GitHub - finalspy/Exercice

Branches Tags
Name		Name	Last commit message	Last commit date
Latest commit History 28 Commits
bin		bin
src		src
.gitignore		.gitignore
README		README
pom.xml		pom.xml
Repository files navigation

Introduction
============
This code is an implementation to solve the problem detailed below.


How to build
============
This project uses a simple maven build.
Prerequisite : have maven installed and accessible from command prompt.
from the project root folder launch "mvn clean install"


How to use
==========
Run the following command against the generated jar :
java -jar Exercice-0.1.1-SNAPSHOT-jar-with-dependencies.jar [firstFile.xml] [secondFile.xml]
(or from project sources , cd to bin directory and launch ./exercice.sh )



Problem to solve
================

The problem to solve is the synchronization of two fileystem 
directories. Supposing the original structure were:
 
<tree name="root">
<tree name="home">
<tree name="joe">
<file name="a.txt" modif-date="20120102T1030" size="5032"/>
</tree>
</tree>
</tree>
 
(which comes down to having one file /home/joe/a.txt). Now, if the 
modified structure were something like:
 
<tree name="root">
<tree name="home">
<tree name="joe">
<file name="a.txt" modif-date="20120102T1030" size="5032"/>
<file name="b.txt" modif-date="20120102T1030" size="1234"/>
</tree>
</tree>
</tree>
 
the diff between the two would be the new file /home/joe/b.txt.

The action to be take is to create the /home/joe/b.txt using a 
possibly mock implementation of the following Java interface :
https://github.com/dtrott/fuse4j/blob/master/maven/fuse4j-core/src/main/java/fuse/Filesystem3.java.
 
The goal of the exercise is to write a program in the Java language that 
is able to detect diffs between such XML descriptions for a number of 
common cases:
* file update
* new file
* new directory
* file rename
* ...
 
The provided tests will be automatically reproductible, prove the 
correct working of the code and will be illustrative of the usage of the 
software. The provided package should respect the standard Java layout 
and have a command-line automatic build which can build the sources and 
run tests.


Technical Specifications
========================
  
  Program inputs :
  ----------------
  2 distinct xml files representing a filesystem structure with tree tags (for directories) and file tags (for files). 
  
  Program output :
  ----------------
  A data structure identifying differences between the two filesystem structures provided as xml entry point files.
  
  Development process :
  ---------------------
  First we'll be writing this document and also add some commentary in empty code structures as //TODO items. 
  Then for each point we'll write the appropriate unit test for Junit.
  And after we'll implement the method that satisfies the preceding tests to have them all executed with success.
  At this point some code refactoring could be done on existing code and test should still execute with success. 
  The global development process will be iterative.
  Even once the final goal is achieved, we'll have to review the work we've done to determine if there are some way to improve it or add missing functionnalities.
  
  Problematic
  -----------
  
  At first sight the problematic is quite simple. 
  We need to detect added or deleted tags, and those for which the attributes are different.
  
  * Possible Solution :
      - load files as Dom Documents to manipulate them easily.
      - list all elements that should be tested.
      - for each element :
          _ test if present in the other document, if missing then file/tree is only present on the analyzed document (ie added) => took action to save this difference for the final report. 
          _ test if present but with different attributes (ie modified),  => took action to save this difference for the final report. 
          _ if present delete the Element from the other document if also present whether or not it has different attributes.
          _ list all remaining elements in the other document.

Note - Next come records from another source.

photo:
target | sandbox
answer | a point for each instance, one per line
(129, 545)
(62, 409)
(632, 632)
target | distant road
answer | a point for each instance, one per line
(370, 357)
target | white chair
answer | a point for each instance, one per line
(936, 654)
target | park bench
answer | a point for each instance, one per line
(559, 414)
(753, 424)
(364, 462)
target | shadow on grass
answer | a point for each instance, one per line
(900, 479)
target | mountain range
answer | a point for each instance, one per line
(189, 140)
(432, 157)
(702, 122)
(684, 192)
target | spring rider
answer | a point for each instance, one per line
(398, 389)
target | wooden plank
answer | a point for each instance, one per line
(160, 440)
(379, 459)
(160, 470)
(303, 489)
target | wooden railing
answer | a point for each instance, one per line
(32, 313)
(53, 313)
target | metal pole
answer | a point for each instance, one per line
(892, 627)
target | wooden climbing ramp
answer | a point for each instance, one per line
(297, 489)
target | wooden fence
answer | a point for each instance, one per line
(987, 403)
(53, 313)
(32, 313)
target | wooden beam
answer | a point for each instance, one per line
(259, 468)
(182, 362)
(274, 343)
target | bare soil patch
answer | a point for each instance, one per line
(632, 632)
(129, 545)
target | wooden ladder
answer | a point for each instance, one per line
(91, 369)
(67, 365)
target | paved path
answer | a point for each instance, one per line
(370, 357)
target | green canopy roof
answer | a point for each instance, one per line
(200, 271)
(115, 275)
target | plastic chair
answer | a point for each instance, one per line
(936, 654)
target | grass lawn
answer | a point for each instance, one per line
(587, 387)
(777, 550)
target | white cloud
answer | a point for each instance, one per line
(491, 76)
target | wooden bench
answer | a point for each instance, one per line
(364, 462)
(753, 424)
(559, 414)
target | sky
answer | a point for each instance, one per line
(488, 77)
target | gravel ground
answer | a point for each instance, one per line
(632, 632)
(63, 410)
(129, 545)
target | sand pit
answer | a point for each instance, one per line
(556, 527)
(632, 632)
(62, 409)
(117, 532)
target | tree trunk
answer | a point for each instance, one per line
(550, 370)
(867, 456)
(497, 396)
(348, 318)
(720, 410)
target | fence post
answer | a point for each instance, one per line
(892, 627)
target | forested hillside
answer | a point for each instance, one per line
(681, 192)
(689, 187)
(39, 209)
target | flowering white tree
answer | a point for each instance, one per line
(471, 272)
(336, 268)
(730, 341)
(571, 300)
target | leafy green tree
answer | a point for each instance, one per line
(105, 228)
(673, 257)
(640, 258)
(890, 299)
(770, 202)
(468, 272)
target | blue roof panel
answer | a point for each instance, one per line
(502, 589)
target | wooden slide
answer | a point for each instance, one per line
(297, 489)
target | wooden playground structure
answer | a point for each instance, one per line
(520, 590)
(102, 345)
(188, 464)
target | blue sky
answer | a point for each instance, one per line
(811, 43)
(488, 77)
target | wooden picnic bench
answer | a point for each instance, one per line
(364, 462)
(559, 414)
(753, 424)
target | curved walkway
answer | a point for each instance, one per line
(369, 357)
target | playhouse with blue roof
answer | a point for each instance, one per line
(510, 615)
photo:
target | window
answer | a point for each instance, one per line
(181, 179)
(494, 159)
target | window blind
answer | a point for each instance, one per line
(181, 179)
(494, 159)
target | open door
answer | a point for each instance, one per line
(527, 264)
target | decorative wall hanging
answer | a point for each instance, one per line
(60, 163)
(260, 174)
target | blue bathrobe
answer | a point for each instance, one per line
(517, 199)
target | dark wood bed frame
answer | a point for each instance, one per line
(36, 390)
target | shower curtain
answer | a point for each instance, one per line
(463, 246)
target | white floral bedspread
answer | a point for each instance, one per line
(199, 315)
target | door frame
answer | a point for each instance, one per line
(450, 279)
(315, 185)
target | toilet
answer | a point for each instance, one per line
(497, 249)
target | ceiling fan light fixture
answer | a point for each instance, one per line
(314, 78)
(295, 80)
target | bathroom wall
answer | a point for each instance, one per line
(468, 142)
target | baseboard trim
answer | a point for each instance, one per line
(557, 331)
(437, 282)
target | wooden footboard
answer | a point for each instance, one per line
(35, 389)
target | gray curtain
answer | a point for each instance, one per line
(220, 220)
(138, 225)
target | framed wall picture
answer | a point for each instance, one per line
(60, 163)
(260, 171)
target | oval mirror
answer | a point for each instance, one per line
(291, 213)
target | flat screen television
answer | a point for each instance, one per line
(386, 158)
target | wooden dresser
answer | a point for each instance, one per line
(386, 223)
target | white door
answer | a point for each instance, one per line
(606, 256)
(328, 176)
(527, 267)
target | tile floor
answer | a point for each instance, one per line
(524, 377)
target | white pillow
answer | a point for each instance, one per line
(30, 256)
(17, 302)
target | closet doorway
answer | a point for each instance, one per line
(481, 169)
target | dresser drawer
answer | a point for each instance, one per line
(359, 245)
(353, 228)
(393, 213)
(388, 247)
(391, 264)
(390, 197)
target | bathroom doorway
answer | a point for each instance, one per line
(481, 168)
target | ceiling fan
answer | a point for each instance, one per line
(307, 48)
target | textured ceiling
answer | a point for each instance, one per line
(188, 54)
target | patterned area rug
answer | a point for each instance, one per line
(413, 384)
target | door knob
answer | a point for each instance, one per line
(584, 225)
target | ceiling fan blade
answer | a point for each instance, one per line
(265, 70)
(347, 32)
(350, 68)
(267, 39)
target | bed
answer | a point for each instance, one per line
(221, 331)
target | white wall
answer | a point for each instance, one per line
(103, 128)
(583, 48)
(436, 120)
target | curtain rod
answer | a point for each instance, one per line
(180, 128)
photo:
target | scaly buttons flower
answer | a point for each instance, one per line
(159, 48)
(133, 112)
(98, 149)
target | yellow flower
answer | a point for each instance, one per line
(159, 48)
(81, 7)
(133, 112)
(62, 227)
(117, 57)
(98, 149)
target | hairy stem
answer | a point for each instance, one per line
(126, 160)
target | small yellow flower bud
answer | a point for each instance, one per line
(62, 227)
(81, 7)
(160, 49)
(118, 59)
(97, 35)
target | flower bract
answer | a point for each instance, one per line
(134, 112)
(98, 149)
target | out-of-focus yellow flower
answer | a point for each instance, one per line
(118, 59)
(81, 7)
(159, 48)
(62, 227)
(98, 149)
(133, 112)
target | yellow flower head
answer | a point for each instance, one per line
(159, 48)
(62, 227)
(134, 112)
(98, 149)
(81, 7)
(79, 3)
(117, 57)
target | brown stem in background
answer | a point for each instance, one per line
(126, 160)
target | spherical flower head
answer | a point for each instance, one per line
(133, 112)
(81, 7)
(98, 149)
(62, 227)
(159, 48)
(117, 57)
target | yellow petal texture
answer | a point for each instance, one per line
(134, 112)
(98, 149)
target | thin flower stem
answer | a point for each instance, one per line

Due to the receeding step that means thos files aren't present in the first document (ie deleted from it) => took action to save this difference for the final report. 
      - parse the result object to summarize all the detected changes.
  This solution raises one question : how to identify elements selected on one document to search for it on another.
  We propose to store each references in a map. The key would be a concatenation of the Element absolute path constructed using a path separator, ancestors @name attribute, and the element name, and the value the Element object it self.
  eg: <root><tree name="home"><tree name="joe"><file name="a.txt" date... /></tree></tree></root> would add the entry : ["/home/joe/a.txt",Element] 
  This method will allow us to store elements in a map as the filesystem won't allow many files/folders with the same path.
  If not it will drove us into problems because Map structure doesn't allow duplicate key.
  Then we'll have to iterate over that map for the core treatment (ie differences detection).	
  (Note: all classes are made public static for easy testing).
  
  Tracking of renaming : 
  The first version used path and file name to identify files.
  A better way to process is to have the file hash value in the xml description, thus are able to track simple renaming and make a distinction between them and add/delete of two separate files.
  What we've done, was to add a last step to compare deleted/added file list by comparing hash of files content in order to detect a same content with a different path/name.
  Prior to this another step was added to Map all deleted/added results by hash.
  This process is used in famous distributed source control management like GIT.
  The idea behind this use of hash values is that content is more important than file itself.
  For folders we should also be able calculate a hash by using the folder contents hashes sorted then concatenated and hashed again... 
  But this doesn't solve the case of simultaneous renaming and content change which is too close from deletion and creation of a new file.
  To allow that the only reliable solution seems to keep track of renaming at saving time and pass this meta information at synchronization with remote file system.
  
  
    
  Next steps
  ----------
  Benchmark the code with huge amount of data and complex structures.
  Add hash on folders to follow renaming.
  Find some ways to improve algorithm :
  If an entire folder has been deleted/added we could improve the algorythm to only take care of the top level element involved in the deletion/addition instead of taking each sub elements one by one.
  Find some ways to parallelize treatment.
  JDom is a DOM API that won't scale well on large documents because it loads the whole document and consumes memory.
  Alternatives are Sax parser API like Stax, JAXB ...
  If XML chunks can be managed to keep small size maybe parallelized treatment of small chunks would be preferable.
  
  
Todo
====
// TODO check program usage
// TODO use fuse4j-hadoopfs on results from diff to apply some kind of patch.
Improve packaging and distribution of software (zip with /bin/, /README, /lib/Exercice.jar ...)
Add mocking framework for better unit testing.